Ad Click Event Aggregation

Digital advertising is a big industry with the rise of Facebook, YouTube, TikTok, etc.

Hence, tracking ad click events is important. In this chapter, we explore how to design an ad click event aggregation system at Facebook/Google scale.

Digital advertising has a process called real-time bidding (RTB), where digital advertising inventory is bought and sold:

Speed of RTB is important as it usually occurs within a second. Data accuracy is also very important as it impacts how much money advertisers pay.

Based on ad click event aggregations, advertisers can make decisions such as adjust target audience and keywords.

Step 1 - Understand the Problem and Establish Design Scope

C: What is the format of the input data?
I: 1bil ad clicks per day and 2mil ads in total. Number of ad-click events grows 30% year-over-year.
C: What are some of the most important queries our system needs to support?
I: Top queries to take into consideration:
- Return number of click events for ad X in last Y minutes
- Return top 100 most clicked ads in the past 1min. Both parameters should be configurable. Aggregation occurs every minute.
- Support data filtering by ip, user_id, country for the above queries
C: Do we need to worry about edge cases? Some of the ones I can think of:
- There might be events that arrive later than expected
- There might be duplicate events
- Different parts of the system might be down, so we need to consider system recovery
I: That’s a good list, take those into consideration
C: What is the latency requirement?
I: A few minutes of e2e latency for ad click aggregation. For RTB, it is less than a second. It is ok to have that latency for ad click aggregation as those are usually used for billing and reporting.

Functional requirements

Aggregate the number of clicks of ad_id in the last Y minutes
Return top 100 most clicked ad_id every minute
Support aggregation filtering by different attributes
Dataset volume is at Facebook or Google scale

Non-functional requirements

Correctness of the aggregation result is important as it’s used for RTB and ads billing
Properly handle delayed or duplicate events
Robustness - system should be resilient to partial failures
Latency - a few minutes of e2e latency at most

Back-of-the-envelope estimation

1bil DAU
Assuming user clicks 1 ad per day -> 1bil ad clicks per day
Ad click QPS = 10,000
Peak QPS is 5 times the number = 50,000
A single ad click occupies 0.1KB storage. Daily storage requirement is 100gb
Monthly storage = 3tb

Step 2 - Propose High-Level Design and Get Buy-In

In this section, we discuss query API design, data model and high-level design.

Query API Design

The API is a contract between the client and the server. In our case, the client is the dashboard user - data scientist/analyst, advertiser, etc.
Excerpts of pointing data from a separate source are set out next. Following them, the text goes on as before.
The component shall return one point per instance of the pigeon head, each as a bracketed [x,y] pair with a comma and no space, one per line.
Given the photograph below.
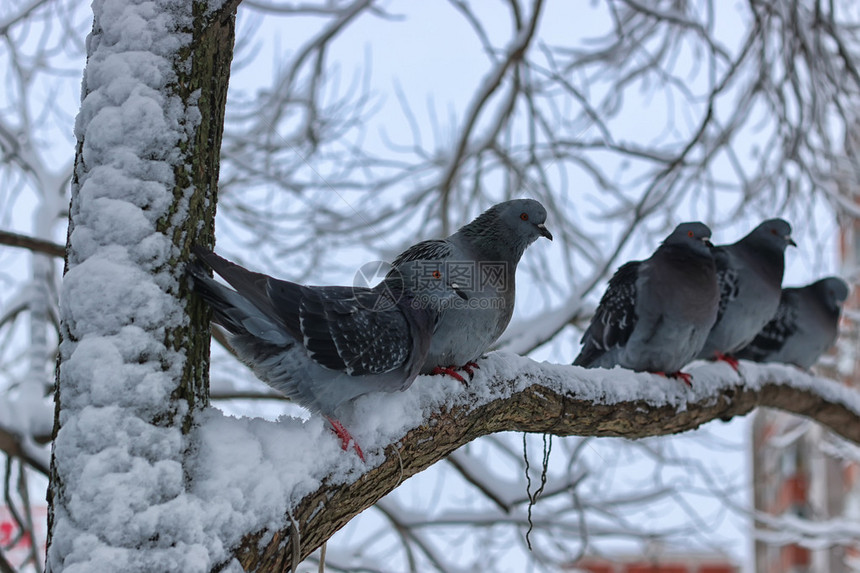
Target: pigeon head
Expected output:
[833,291]
[696,236]
[505,230]
[774,234]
Here’s our functional requirements:

Aggregate the number of clicks of ad_id in the last Y minutes
Return top N most clicked ad_id in the last M minutes
Support aggregation filtering by different attributes

We need two endpoints to achieve those requirements. Filtering can be done via query parameters on one of them.
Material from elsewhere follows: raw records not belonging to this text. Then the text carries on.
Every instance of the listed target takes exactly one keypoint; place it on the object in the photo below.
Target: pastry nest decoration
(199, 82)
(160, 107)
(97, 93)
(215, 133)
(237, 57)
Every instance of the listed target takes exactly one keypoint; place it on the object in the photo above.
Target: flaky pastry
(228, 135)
Aggregate number of clicks of ad_id in the last M minutes:

GET /v1/ads/{:ad_id}/aggregated_count

Query parameters:

from - start minute. Default is now - 1 min
to - end minute. Default is now
filter - identifier for different filtering strategies. Eg 001 means “non-US clicks”.

Response:

ad_id - ad identifier
count - aggregated count between start and end minutes

Return top N most clicked ad_ids in the last M minutes

GET /v1/ads/popular_ads

Query parameters:

count - top N most clicked ads
window - aggregation window size in minutes
filter - identifier for different filtering strategies

Response:

list of ad_ids

Data model

In our system, we have raw and aggregated data.

Raw data looks like this:

[AdClickEvent] ad001, 2021-01-01 00:00:01, user 1, 207.148.22.22, USA

Here’s an example in a structured format: | ad_id | click_timestamp | user | ip | country | |——-|———————|——-|—————|———| | ad001 | 2021-01-01 00:00:01 | user1 | 207.148.22.22 | USA | | ad001 | 2021-01-01 00:00:02 | user1 | 207.148.22.22 | USA | | ad002 | 2021-01-01 00:00:02 | user2 | 209.153.56.11 | USA |

Here’s the aggregated version: | ad_id | click_minute | filter_id | count | |——-|————–|———–|——-| | ad001 | 202101010000 | 0012 | 2 | | ad001 | 202101010000 | 0023 | 3 | | ad001 | 202101010001 | 0012 | 1 | | ad001 | 202101010001 | 0023 | 6 |

The filter_id helps us achieve our filtering requirements. | filter_id | region | IP | user_id | |———–|——–|———–|———| | 0012 | US | * | * | | 0013 | * | 123.1.2.3 | * |

What are some pros and cons between storing raw data and storing aggregated data?

Raw data enables using the full data set and supports data filtering and recalculation
On the other hand, aggregated data allows us to have a smaller data set and a faster query
Raw data means having a larger data store and a slower query
Aggregated data, however, is derived data, hence there is some data loss.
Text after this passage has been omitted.